If you try to enumerate all the possible valid phone numbers you’re going to accept, you’d better get it right. It’s embarrassing to reject all sign-ups from London because you thought that UK phone numbers have a maximum of ten digits, when they’re always given with a leading zero that makes it eleven. Not that that would ever happen, of course (cough) and even if it did, you wouldn’t care, because no data is better than Wrong data, isn’t it?
Requiring a specific number of digits doesn’t guarantee that you’ll get a valid phone number, but does guarantee that you’ll exclude some valid phone numbers.
So why do it? Perhaps you’re worried that someone might accidentally enter their email address into the phone number field. (Is your UI that bad?!) If so, you could check for the presence of a digit. If you really want to check that the number is valid and belongs to the person who entered it, however, you’ll have to send an SMS or call the number.

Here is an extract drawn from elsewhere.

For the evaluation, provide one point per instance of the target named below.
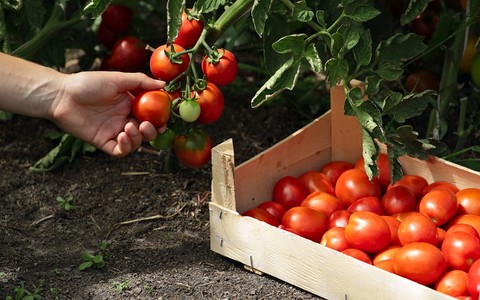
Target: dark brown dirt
(165, 257)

What about email addresses? You could use a really complicated
expression to check that it matches RFC 822. That proves
[email protected] will match, but it’s
not much good for sending your valued brand outreach emails/spam
to. The only way to test that an email is right is to send an email
and to wait for a response.
You decide to ensure that people enter ‘real names’ into the name form. You check that the name is at least three letters long and contains a vowel, eliminating the common Cantonese name of ‘Ng’. You require that the name contains only ‘standard’ letters, preventing Finns from subscribing. But at least you didn’t get any bogus information, right? Right? Besides, everyone knows that every person in the world has a first name and a surname. Well, except Hungarians and Japanese and Indonesians and Tamils and over a billion other people outside your narrow frame of reference.
You impose an arbitrary length limit on address fields because long street names are anathema. (Or maybe just because you suck at database design.) You check every address against a master database that you update a few times a year, rejecting anyone who recently moved into a new house. You require a State/Province even in countries that don’t have those, because yours does. You require a City and County field in England even though not everywhere is in a city (and did you want the nearest town or the Post Town in that case?) and some cities (e.g. London) are not in counties.
To summarise: you can’t guarantee that you’ve got a usable phone number without calling it. You can’t guarantee that you’ve got a usable email address without writing to it. You can’t guarantee that you’ve got a name without asking the person. You can’t tell whether an address works without sending something there.
So what is your form validation for? And is it actually solving a problem or just adding to the hassles of your users and support load when it rejects perfectly reasonable inputs?
I’ve seen a lot of effort go into dealing with false rejections and into improving validation rules to try to reduce those false rejections. In most cases, though, this has been solving a problem that didn’t exist, causing hassle, and taking away attention from what actually matters.
I’m not saying that you shouldn’t check anything, just that the world is not nearly as amenable to codification as some might think, and if you try, you’re going to spend a lot of time battling edge cases. You might need to validate some information some of the time, but it’s equally possible that you’re just making a rod for your own back. So why not save us all a bit of wasted effort?